(This review originally appeared at Reel Film News on March 15, 2013.)
Director Park Chan-Wook has never been one to shy away from the darker side of the human psyche, as his cinematic output in his native Korea so readily shows. The most-known of his films to Western audiences, Oldboy, was based on a Japanese manga comic describing the life of a man’s cannily-laid plan of revenge, the final twist of which was rather shocking. With each movie, Park explores the places we’re too scared to go for fear of what we might find, and his first American release, Stoker, goes straight into this uncomfortable territory.
As shot and acted, this uncomfortable territory is masked in elegance and an upper-class ostrich syndrome – that façade that moviedom’s rich people always seem to put on to cover any possible tensions bubbling below the surface. This forced gentility is painted all over the face of Evelyn Stoker (Nicole Kidman), a privileged housewife who’s just lost her husband Richard (Dermot Mulroney) in a car accident on her daughter India’s (Mia Wasikowska) birthday. As a budding young woman on the cusp of leaving adolescence for adulthood, India spends a lot of the movie skulking around like Wednesday Addams, being withdrawn and aloof, observing everything going on while she’s mourning her father’s loss. Volunteering his services for the emotionally damaged mother and daughter, Richard’s brother Charlie (Matthew Goode) steps into their lives and helps out as much as he can, to everyone else’s consternation. The definition of Charlie’s “help,” however, is rather questionable…
Stoker starts off unsettling – static shots broken up by jarring still frames, a woman’s disembodied scream, and India’s floating voiceover describing herself – and stays unsettling, as Charlie insinuates himself into Evelyn’s life and India’s thoughts. Throughout most of the movie, we see the world through India’s eyes, as she deals with this interloper affecting all parts of her life, whether at home or at school, where things aren’t at all perfect. As the ugly duckling (who’s not ugly at all), India doesn’t seem to care about much, even if the school meathead fakes throwing a punch at her. Slowly, we see signs of what’s to come over the course of the movie, and it’s not going to be all puppy dogs and ice cream.
Masterfully directed by Park Chan-Wook, Stoker is the kind of suspense movie where you hang on every word, gesture, montage, and hint with your breath stuck in your throat. Nicholas de Toth’s editing and Wentworth Miller’s script transform this story from a run-of-the-mill drama to one of the best modern thrillers in recent memory. Overlaying arthouse sensibilities with Hitchcockian suspense, Park makes us squirm for 99 minutes as he makes us nervously watch India as she grows from introverted teenager to the character she evolves into by story’s end. Wasikowska plays India with an almost autistic bent, climbing into her own world for sanctuary, but eventually reaching out to the world at large. But everything she touches in the real world goes horribly wrong due to her social awkwardness… or is it her Uncle Charlie’s influence slowly gaining a firm grip on her?

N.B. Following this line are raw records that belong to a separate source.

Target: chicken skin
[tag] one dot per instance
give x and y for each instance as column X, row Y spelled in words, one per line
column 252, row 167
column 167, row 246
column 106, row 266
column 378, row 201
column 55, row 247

The three leads – Kidman, Goode, and Wasikowska – make this emotionally and morally compromised family come to life so compellingly that it’s hard not to get totally engrossed in their lives. Goode wonderfully mixes sharp-eyed crazy with an odd sort of childlike detachment, almost as if everyone else is in another dimension, not seeing what he sees. He’s not really a part of this world; he can move about in it, but no one has an effect on him, even as his movements toward his endgame grow more erratic. As the wounded animal in his gunsights, Kidman throws herself into Evelyn, alternating between being the vulnerable grieving widow and being the purring cat that’s finally getting the attention she wants from her sudden houseguest. You never know quite what’s going on in any of their heads, but by film’s end, it all gets made clear and frighteningly obvious; when the film’s final sequence starts up, you’ll gasp in horror, especially as you recollect everything that has transpired to bring India to this point.
Alfred Hitchcock once defined suspense as having a bomb under a table with the audience’s full knowledge; they know when it’s going to go off, but the people in the film continue to go about their lives. That is exactly what Goode’s Charlie is to Stoker: he’s the bomb that the audience sees, awaiting his eventual explosion. However, Evelyn and India don’t see it until it’s way too late; by the time the bomb goes off, lives are irrevocably changed, with none surviving the unavoidable blast. Stoker – so aptly named for one who stokes – is a doozy of a thriller with a sense of dread that you won’t be able to shake for days. Even though it’s early in the year, this is definitely on my list of my favorites of 2013.